Tenía yo doce años cuando viví un acontecimiento prodigioso: Barbastro me concedió el honor de ser reina infantil de las fiestas. Ángel Huguet me ha recordado que soy la única mantenedora que lo ha sido. Eso no es lo importante, o sí, pero en todo caso lo realmente extraordinario fue ese sueño del que no quería despertar. La carroza, mi precioso vestido blanco, la banda que lo cruzaba, la emoción… De nuevo, un instante, una vida.
Queridas damas de honor, vais a vivir una experiencia única, no se va a repetir, es una vez en la vida. Dejaos llevar por las emociones, dejad que fluyan en vuestros espíritus estas fiestas que se quedarán para siempre con vosotras.
Barbastro es identidad, es vida, es sentimiento, es pasión. “Y de Barbastro, al cielo”, ideó mi padre como lema de las fiestas en sus escaparates.
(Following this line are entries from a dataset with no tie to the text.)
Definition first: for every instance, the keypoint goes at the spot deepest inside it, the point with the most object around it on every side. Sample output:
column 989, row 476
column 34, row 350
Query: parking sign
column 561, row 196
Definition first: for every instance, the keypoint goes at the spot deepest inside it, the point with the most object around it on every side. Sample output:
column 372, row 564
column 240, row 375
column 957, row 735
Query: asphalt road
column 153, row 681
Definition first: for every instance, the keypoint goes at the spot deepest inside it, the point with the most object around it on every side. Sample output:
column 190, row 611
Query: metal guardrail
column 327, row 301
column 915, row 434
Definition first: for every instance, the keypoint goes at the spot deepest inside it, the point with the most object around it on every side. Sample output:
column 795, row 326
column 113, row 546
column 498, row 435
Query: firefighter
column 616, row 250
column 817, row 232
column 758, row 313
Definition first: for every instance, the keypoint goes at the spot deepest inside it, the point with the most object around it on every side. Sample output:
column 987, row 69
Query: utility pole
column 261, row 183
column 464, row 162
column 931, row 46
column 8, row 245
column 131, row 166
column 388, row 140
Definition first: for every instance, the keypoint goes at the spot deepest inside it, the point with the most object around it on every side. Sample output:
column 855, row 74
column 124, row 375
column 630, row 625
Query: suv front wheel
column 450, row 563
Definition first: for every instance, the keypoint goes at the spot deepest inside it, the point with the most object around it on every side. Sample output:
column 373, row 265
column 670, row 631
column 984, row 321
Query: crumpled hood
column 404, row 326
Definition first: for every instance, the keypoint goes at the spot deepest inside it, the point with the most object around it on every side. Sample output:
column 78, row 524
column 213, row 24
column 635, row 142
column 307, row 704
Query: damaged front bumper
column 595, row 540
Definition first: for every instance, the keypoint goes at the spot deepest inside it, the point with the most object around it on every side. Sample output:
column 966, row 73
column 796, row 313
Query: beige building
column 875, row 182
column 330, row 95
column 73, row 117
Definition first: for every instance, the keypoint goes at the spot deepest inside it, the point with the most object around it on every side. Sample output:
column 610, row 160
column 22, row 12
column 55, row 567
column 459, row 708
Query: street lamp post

Se acababa de poner de moda el lema castizo: “Y de Madrid, al cielo”, y él quiso singularizarlo en nuestra ciudad, como si Barbastro fuera la cumbre de todo, como si ya no hubiera nada ni nadie por encima, salvo el cielo.
En este discurso he emprendido un viaje a lo más profundo de mis recuerdos de Barbastro, respiro el aire de mi niñez en la Plaza del Mercado, escucho los ecos de las canciones de mi adolescencia en el bar San Ramón, me sumerjo en las densas nieblas de los inviernos, en aquellos veranos en los que atravesaba con tanto vértigo como fascinación el puente colgante de la Virgen del Plano.
Gracias, Barbastro, por formar parte de mi vida.
Quiero finalizar con un párrafo de mi última novela, Fugitiva, donde ya os he contado que homenajeo a mi barranqué tan querido.
“Todo había sucedido en Barbastro, ciudad altoaragonesa, el centro de diecisiete mil mundos, los diecisiete mil habitantes de una tierra de vinos, huertas, almendros, carrascas y olivares. Para sus moradores, el mejor lugar de todos los posibles”.
Muchas gracias y viva Barbastro y sus fiestas.
1 comentario
Muy bonita evocación de Barbastro a través de la evocación por Inés Plana de su pasado en la ciudad.
No conozco sus libros pero tengo ganas de descubrirlos!